One of Union County's largest farms recently received national honors for its efforts to reduce its environmental impact.

One of Union County's largest farms recently received national honors for its efforts to reduce its environmental impact.

New Day Farms, an egg producing operation located in Raymond, won the 2010 Family Farm Environmental Excellence Award, presented by the U.S. Poultry and Egg Association (PEA). The farm was eligible for the national award after receiving the 2009 Environmental Stewardship Award from the Ohio Livestock Coalition and the Ohio Poultry Association last April.

The PEA recognized five poultry farms with the award during its international poultry expo in Atlanta earlier this year.

The award is given in recognition of exemplary environmental stewardship by family farmers engaged in poultry and egg production, according to the PEA.

"The poultry industry has been a leader in environmental management," said association chairman Steve Willardsen. "But we must continue to be a responsible steward, using advancing technologies and the latest management techniques to do our part in maintaining a clean environment. Our family farm environmental excellence competition is just another way to emphasize our commitment."

Steve Bliesner, general manager of New Day Farms LLC, said that today's demanding market mandates an emphasis on environmental health and safety.

"In today's society, the emphasis is on food safety," Bliesner said. "To consistently distinguish our products in the marketplace, we must continuously strive to improve quality while simultaneously improving the efficiencies it takes to produce our egg products. What we produce today, people eat tomorrow."

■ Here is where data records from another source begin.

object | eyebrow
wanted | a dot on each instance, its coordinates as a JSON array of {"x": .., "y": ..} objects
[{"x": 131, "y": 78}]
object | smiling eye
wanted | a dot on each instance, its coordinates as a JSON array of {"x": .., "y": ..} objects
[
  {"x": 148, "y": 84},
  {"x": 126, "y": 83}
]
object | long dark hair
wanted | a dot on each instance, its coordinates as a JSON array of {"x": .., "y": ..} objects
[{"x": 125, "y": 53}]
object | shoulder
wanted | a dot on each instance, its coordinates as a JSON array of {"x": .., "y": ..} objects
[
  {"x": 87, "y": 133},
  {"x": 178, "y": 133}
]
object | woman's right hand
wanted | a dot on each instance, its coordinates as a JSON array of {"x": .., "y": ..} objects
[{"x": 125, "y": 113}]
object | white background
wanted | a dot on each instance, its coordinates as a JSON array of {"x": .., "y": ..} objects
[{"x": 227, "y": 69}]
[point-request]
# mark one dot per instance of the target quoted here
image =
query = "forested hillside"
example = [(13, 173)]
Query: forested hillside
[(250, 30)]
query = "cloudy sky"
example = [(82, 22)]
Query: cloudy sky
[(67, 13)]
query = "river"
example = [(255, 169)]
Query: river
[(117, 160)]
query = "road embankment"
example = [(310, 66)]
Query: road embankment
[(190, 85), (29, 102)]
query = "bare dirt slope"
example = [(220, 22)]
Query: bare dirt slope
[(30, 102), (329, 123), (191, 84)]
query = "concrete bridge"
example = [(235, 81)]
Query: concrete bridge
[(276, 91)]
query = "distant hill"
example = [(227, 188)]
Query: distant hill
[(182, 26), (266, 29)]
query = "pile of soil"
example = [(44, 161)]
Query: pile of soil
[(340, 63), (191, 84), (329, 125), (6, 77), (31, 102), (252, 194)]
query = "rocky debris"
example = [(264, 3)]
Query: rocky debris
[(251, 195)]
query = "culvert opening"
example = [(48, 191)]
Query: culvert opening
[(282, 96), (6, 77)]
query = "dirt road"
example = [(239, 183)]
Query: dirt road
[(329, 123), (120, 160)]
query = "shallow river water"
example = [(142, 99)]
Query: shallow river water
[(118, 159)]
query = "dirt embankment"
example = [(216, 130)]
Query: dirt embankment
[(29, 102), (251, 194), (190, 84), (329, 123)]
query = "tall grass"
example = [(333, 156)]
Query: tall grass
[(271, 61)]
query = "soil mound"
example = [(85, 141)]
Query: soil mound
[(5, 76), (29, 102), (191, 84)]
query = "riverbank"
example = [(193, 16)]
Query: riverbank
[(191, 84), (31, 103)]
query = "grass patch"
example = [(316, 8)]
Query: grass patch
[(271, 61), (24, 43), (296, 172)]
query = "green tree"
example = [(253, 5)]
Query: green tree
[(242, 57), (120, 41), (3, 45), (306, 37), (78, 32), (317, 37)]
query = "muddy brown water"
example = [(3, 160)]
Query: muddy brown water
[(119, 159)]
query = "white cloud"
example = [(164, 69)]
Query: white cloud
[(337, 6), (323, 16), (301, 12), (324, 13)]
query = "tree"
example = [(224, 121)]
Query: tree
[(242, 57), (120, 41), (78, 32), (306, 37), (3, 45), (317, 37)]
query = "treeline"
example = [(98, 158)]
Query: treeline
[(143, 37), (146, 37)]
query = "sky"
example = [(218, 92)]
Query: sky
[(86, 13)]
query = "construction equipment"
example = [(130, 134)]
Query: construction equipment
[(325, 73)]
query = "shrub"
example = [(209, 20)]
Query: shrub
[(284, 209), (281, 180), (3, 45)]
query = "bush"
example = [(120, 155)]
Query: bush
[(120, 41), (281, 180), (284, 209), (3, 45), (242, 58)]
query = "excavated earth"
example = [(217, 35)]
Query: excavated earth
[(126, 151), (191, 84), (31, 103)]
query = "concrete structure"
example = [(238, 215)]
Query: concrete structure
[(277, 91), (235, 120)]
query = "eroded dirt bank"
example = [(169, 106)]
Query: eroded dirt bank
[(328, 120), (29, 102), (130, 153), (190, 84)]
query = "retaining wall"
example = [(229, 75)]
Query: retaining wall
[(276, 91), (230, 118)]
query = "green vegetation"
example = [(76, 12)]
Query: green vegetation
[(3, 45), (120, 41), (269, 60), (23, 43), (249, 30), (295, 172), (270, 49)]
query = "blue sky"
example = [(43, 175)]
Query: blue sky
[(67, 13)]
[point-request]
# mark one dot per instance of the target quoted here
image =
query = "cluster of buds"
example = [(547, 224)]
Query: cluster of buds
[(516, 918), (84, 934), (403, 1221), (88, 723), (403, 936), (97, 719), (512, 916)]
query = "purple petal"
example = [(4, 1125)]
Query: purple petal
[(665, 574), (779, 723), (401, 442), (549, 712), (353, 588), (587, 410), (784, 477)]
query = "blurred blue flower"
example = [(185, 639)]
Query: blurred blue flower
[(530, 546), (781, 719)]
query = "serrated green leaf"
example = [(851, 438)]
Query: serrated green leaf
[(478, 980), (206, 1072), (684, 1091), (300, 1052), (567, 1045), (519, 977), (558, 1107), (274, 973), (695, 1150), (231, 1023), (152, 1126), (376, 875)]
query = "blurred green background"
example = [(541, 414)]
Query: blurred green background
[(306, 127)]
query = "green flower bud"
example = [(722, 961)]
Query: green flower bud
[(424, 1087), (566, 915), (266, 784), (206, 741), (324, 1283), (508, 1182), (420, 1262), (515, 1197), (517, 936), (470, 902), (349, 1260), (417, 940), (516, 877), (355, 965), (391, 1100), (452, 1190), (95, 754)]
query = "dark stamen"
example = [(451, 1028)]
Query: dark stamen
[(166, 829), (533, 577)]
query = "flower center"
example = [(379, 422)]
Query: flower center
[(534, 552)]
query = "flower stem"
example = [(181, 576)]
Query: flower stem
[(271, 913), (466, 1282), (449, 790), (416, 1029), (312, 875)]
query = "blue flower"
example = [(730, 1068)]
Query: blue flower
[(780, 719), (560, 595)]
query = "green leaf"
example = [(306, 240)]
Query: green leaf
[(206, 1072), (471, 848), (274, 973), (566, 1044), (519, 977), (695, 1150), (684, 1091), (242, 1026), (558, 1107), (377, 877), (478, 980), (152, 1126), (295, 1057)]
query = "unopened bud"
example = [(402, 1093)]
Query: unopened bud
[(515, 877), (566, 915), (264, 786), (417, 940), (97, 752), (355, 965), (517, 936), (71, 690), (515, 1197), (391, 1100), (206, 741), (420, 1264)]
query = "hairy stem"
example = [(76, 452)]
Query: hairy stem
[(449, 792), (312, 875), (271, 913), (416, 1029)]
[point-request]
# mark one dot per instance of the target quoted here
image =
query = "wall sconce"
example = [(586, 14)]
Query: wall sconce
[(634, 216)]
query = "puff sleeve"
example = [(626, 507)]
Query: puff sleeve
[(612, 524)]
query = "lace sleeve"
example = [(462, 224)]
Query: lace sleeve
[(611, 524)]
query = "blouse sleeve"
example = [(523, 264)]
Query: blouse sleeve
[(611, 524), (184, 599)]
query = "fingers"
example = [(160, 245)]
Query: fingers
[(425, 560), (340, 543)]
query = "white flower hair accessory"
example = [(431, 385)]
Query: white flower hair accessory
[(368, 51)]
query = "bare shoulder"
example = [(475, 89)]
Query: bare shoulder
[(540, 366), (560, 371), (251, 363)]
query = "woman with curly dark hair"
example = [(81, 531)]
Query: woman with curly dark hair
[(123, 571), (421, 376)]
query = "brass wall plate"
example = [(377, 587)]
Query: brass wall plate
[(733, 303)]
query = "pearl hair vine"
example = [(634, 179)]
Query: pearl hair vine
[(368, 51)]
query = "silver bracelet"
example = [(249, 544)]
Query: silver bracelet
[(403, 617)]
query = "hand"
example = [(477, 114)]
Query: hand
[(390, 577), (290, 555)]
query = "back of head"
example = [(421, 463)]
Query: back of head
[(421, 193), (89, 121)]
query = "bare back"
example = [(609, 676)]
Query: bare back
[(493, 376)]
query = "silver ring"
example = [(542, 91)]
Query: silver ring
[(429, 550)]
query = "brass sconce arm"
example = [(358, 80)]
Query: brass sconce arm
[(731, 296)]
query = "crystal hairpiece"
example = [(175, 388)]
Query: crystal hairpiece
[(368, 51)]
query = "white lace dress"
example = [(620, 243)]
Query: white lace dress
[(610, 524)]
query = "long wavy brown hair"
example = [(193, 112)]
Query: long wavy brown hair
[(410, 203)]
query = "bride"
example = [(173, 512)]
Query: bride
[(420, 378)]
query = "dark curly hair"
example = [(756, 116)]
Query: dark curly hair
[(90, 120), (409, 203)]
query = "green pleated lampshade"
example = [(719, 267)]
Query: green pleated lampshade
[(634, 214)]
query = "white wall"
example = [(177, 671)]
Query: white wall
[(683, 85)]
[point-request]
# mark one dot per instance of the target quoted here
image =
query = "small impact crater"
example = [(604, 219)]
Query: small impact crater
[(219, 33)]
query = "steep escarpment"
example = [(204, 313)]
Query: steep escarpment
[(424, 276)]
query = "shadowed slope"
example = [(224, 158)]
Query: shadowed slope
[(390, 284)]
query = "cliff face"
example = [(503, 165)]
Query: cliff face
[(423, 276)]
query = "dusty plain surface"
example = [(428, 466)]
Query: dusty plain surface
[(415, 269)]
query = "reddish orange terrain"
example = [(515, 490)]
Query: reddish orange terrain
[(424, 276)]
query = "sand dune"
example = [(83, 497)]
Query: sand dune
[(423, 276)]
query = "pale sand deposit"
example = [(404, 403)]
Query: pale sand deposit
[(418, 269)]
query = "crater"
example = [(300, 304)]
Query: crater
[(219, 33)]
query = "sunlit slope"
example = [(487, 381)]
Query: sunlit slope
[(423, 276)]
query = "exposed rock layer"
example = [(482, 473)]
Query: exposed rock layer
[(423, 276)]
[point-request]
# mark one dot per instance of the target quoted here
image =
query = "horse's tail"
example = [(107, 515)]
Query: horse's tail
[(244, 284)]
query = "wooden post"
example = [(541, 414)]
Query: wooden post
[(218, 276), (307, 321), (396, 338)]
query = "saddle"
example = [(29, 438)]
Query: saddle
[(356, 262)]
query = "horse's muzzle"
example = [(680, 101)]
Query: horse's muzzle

New Day Farms LLC was formed in July 2007, after it bought part of the Daylay Egg Farm operation. Daylay was mainly an egg grader selling carton eggs to grocery chains, according to Bliesner. After New Day took over, grading machines were switched out for breaker machines to supply the liquid egg market. No whole eggs at all are sold from New Day Farms, Bliesner said.

Today, New Day Farms is composed of six operating divisions (pullets, production, processing, quality, composting, and administrative), and is home to 1.6 million white leghorn chickens. Those chickens feed two million people across the nation each day, Bliesner said.

"Twenty years ago when I first walked into this field, you'd think to yourself, 'That's a lot of chickens in a cage,'" Bliesner said. "But we have a 10-percent mortality rate, compared to the 80-percent you'd see if the chickens were outside. "We're selling agriculture so we can sell cheap, safe food."

Applicants for the award were rated in several categories, including dry litter or liquid manure management, nutrient management planning, community involvement, wildlife enhancement techniques, innovative nutrient management strategies, and participation in education or outreach programs.

Applications are reviewed and farm visits conducted by a team of environmental professionals from universities, regulatory agencies and state trade associations in selecting national winners, according to the PEA.